Without further ado, here are the nine players in NBA history who have completed two decades as league players, ranked by decreasing win share in that 20th season:

9. Kobe Bryant (-0.4 EC)

Despite releasing what is almost undeniably the greatest conclusion to a playing career in basketball history – one night when I inexplicably bet real US currency that he would score under 27.5 points – Kobe was unquestionably bad in his 20th and final NBA season.

Just years away from surgery to repair a ruptured Achilles tendon, Kobe had lost almost all the spring in his step that helped fuel his graceful glides around the court. With less punch under his sweater and a reduced ability to evade athletically superior defenders, Kobe’s stats in his final season were those of a player below replacement level (to borrow baseball parlance).

Most nights this season it was a tough act to watch, but who cares? Handing the keys to Kobe at a time of career decline has cemented the franchise’s relationship with one of its brightest stars, while helping the team improve its fairness in the upcoming draft.

On miserable 36%/29%/83% shooting splits, Kobe averaged 17.6 points per game for Byron Scott’s utterly uncompetitive 17-65 Lakers team, a group whose incompetence ultimately was rewarded with the right to select Brandon Ingram second overall in the 2017 NBA. Draft.

However, in his final game, Bryant was nothing short of sublime, providing basketball fans with an enduring image of the Mamba in all his glory.

8. Kevin Willis (0.0 EC)

In the penultimate season of a career so long he’d be old enough to buy a beer anywhere in the United States, Kevin Willis had minimal impact on his 04-05 Atlanta Hawks. Needing bodies to trust, Willis found a home on the NBA’s worst team this season – for 29 games and five starts – as the Hawks finished 13-69, five games worse than any another franchise that year.

After a year on the couch, Willis returned for one final stint in the NBA at 44, playing in five more games while under a 10-day contract for the Mavs’ 06-07 top spot, before their stunning loss. in the first round against Baron Davis. “We believe” warriors.

7. Jamal Crawford (0.1 EC)

It only lasted six minutes, but Jamal Crawford played his 20th season in the NBA.
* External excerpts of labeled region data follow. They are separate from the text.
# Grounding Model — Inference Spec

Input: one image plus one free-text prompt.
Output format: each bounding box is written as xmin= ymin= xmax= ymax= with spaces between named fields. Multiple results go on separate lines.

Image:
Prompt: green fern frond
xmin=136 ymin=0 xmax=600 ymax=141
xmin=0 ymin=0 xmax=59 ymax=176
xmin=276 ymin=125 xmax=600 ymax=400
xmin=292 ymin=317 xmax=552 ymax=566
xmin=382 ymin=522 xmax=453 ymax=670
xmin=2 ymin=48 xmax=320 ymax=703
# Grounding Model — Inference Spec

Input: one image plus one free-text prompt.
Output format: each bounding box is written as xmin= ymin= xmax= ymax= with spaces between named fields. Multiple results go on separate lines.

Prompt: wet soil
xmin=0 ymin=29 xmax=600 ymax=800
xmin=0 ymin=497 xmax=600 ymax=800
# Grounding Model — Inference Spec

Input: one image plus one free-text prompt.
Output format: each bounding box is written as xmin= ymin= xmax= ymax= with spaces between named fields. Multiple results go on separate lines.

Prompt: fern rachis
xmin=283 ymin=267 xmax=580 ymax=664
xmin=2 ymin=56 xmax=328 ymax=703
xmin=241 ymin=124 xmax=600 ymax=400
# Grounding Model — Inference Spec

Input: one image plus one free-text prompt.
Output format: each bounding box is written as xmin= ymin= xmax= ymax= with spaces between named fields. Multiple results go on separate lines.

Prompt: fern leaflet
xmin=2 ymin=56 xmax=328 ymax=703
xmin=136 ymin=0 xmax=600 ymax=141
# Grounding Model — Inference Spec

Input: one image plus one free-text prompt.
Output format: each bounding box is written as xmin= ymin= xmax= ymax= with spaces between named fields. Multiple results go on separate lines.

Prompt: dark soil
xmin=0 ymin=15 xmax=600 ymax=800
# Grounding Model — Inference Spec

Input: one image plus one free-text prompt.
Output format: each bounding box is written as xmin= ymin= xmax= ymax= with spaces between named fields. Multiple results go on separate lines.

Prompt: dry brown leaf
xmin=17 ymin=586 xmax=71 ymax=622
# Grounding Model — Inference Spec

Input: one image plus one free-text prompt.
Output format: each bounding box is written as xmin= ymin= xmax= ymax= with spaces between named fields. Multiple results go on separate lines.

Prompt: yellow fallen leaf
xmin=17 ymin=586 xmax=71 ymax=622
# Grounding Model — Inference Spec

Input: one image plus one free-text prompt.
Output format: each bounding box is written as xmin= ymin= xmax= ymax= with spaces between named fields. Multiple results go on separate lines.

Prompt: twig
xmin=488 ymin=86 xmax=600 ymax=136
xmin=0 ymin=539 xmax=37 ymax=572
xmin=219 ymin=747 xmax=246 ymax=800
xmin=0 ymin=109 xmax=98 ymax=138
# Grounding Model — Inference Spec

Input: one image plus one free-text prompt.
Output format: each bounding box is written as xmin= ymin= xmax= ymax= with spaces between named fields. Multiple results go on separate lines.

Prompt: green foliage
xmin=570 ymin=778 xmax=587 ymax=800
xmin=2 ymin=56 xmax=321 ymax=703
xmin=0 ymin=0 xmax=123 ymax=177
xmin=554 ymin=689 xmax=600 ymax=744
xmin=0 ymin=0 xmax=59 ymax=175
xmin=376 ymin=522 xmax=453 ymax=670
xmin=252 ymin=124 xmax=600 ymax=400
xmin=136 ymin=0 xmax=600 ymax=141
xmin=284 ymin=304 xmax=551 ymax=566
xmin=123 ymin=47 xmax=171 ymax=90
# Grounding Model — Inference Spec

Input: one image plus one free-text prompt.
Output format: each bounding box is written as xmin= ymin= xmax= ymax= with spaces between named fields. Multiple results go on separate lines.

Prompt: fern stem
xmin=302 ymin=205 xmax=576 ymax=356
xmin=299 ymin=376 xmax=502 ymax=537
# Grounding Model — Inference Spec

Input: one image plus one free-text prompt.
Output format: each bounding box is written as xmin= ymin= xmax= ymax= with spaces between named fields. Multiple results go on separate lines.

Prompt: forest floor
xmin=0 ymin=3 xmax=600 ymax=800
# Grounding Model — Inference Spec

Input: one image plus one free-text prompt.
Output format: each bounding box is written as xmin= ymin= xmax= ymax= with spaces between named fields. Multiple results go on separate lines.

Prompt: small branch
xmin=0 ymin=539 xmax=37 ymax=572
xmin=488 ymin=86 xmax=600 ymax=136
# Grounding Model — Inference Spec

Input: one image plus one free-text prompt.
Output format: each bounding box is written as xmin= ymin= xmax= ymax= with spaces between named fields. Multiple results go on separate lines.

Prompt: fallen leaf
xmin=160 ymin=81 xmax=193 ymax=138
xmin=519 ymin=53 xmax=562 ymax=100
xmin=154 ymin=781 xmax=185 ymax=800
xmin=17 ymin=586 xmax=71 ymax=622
Appearing in just one game for the Brooklyn Nets during the 2020 Orlando bubble, Crawford worked his way onto that draft roster but wasted his rare accolade of finishing the previous season with his 50 plays.

6. Moses Malone (1.0)

Although Moses was probably one of the game’s most underrated greats, a series of lower extremity injuries hampered the ‘chairman of the board”s effectiveness after his campaign at the age of 33. year. At 39, Malone was barely hanging on to big league viability, averaging 2.9 points and 8.8 minutes in 19 games for the 1994-95 San Antonio Spurs.

5. Vince Carter (1.2)

The last perimeter player on the roster, Carter has reinvented himself as a 3-D cog after a decade of high-flying dominance in the Atlantic Division. In his 20th season, Carter averaged 17.7 minutes over 57 games, playing a legitimate role at the back of the Sacramento Kings rotation. Incredibly, Carter played two more seasons, eventually retiring at age 43 as a member of the Atlanta Hawks.

4. Robert Parish (1.7 WS)

With the conclusion of 14 Celtics storybook years, a run in which he made nine All-Star Games and won four NBA titles, Robert Parish played the rest of his athletic life outside of Boston. In his second season with the Charlotte Hornets, before a final year with the Bulls, Parish was, like the majority of this list, a small role player at the end of a professional basketball team’s rotation.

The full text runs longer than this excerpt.